Is it possible to set a cookie in an iPhone Application that persists, so that later when the user is in Mobile Safari, that cookie can be sent to a webserver?
** Update 2017 **
A lot of changes to security mechanisms and cross-app communication were introduced to iOS in the recent years since this was first answered.
The below code no longer works on current iOS releases since Safari no longer accepts javascript:... in URLs and frameworks like NSURL catch these and return nil.
The one alternative that still works is to either host a website and have Safari open it or integrate such a HTML page in your app and run a small http server to host it on demand.
**iOS up to 6.x **
Since Apple has forced the sandboxing on all app store applications
there's currently no easy way to realize your request.
You could however open a special http://-URL from your application containing javascript to place a cookie:
NSString jsURL = #"javascript:function someFunction(){ /* your javascript code here */ } someFunction();void(0)";
[[UIApplication sharedApplication] openURL:[NSURL URLWithString: jsURL]];
Using javascript in URLs has been used by different iPhone applications to cross communicate
with MobileSafari (for example instapaper).

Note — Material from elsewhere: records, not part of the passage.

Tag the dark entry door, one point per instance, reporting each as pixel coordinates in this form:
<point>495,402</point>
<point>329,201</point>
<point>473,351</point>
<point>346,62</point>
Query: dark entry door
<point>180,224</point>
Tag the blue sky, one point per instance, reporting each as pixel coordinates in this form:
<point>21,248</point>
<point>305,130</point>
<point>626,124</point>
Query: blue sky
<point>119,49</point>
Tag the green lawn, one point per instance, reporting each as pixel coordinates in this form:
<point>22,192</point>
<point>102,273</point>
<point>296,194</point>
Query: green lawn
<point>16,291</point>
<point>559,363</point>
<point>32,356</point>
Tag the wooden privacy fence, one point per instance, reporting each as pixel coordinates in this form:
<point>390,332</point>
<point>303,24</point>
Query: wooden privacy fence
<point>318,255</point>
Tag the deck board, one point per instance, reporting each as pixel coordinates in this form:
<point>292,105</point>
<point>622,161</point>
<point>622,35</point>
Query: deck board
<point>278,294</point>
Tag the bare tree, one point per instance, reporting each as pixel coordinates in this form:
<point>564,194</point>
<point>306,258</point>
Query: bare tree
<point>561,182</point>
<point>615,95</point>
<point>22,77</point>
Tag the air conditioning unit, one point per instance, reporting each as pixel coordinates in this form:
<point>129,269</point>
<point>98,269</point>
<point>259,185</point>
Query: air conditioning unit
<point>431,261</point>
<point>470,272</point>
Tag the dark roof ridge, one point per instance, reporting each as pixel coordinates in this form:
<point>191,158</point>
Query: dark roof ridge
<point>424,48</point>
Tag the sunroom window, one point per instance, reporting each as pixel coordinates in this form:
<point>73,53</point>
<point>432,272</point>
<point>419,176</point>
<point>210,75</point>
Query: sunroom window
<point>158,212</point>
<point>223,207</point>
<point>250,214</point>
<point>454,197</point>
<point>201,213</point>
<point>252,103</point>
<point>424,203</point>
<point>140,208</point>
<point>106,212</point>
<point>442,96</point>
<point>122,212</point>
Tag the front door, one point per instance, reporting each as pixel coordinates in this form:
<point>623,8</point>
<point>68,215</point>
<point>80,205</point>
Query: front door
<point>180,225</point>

Another option would be to include a static HTML page in your app or on your server and instruct MobileSafari to open it.
The page in turn could set the permanent cookie.
Hope this helps!
I believe this is made easy by using the ASIHTTPRequest Library. It encapsulates the use of the global cookie store.
http://allseeing-i.com/ASIHTTPRequest/How-to-use
You can make requests with this library which will accrue cookies, and then these cookies will affect other requests later.
I use this to great effect in accessing authenticated APIs within my iPhone app.
The documentation for NSCookieStorage suggests that it would be such a mechanism. But whether "all applications" really includes Mobile Safari or not, your experimentation will have to determine....
See also the general documentation for the URL Loading System.
I'm new at iPhone development, but wouldn't opening a UIWebView allow your server to set a cookie on the browser so then when the user visits the site with Safari the cookie would be readable to your web server? Perhaps a hidden or small UIWebView? I can't tell what the use case is from your question.